Ἡ εἰς τὰς παραλλήλους εὐθείας εὐθεῖα ἐμπίπτουσα τάς τε ἐναλλὰξ γωνίας ἴσας ἀλλήλαις ποιεῖ καὶ τὴν ἐκτὸς τῇ ἐντὸς καὶ ἀπεναντίον ἴσην καὶ τὰς ἐντὸς καὶ ἐπὶ τὰ αὐτὰ μέρη δυσὶν ὀρθαῖς ἴσας.
 一つの直線が平行な二つの直線と交わっているとき、それらが作る錯角と同位角は等しく、内角の和は二直角に等しい。
 直線EFが平行な二直線ABとCDと交わっているとする。このとき、錯角AGHとGHDが等しく、同位角EGBとGHDが等しく、内角BGHとGHDの和が二直角であると主張する。
 AGHがGHDと等しくない、例えばAGHの方が大きいと仮定しよう。BGHを両方に加えると、AGHとBGHの和はBGHとGHDの和より大きい。ここで、AGHとBGHの和は二直角であるから[命題I-13]、BGHとGHDの和は二直角より小さくなるが、これは二つの直線ABとCDを延ばしていくといつかは交わることを意味する[公準P-5]。これは平行という仮定に反する[定義I-23]。

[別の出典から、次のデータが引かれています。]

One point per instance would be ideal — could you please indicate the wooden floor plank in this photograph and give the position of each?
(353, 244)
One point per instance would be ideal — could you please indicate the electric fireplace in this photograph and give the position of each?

よって、AGHがGHDと等しくないということはない。すなわち、AGHはGHDと等しい。AGHはEGBに等しいから[命題I-15]、EGBはGHDに等しい。両方にBGHを加えると、EGBとBGHの和はBGHとGHDの和に等しい。EGBとBGHの和は二直角に等しいから[命題I-13]、BGHとGHDの和も二直角に等しい。
 ゆえに、一つの直線が平行な二つの直線と交わっているとき、それらが作る錯角と同位角は等しく、内角の和は二直角に等しい。これが証明すべきことであった。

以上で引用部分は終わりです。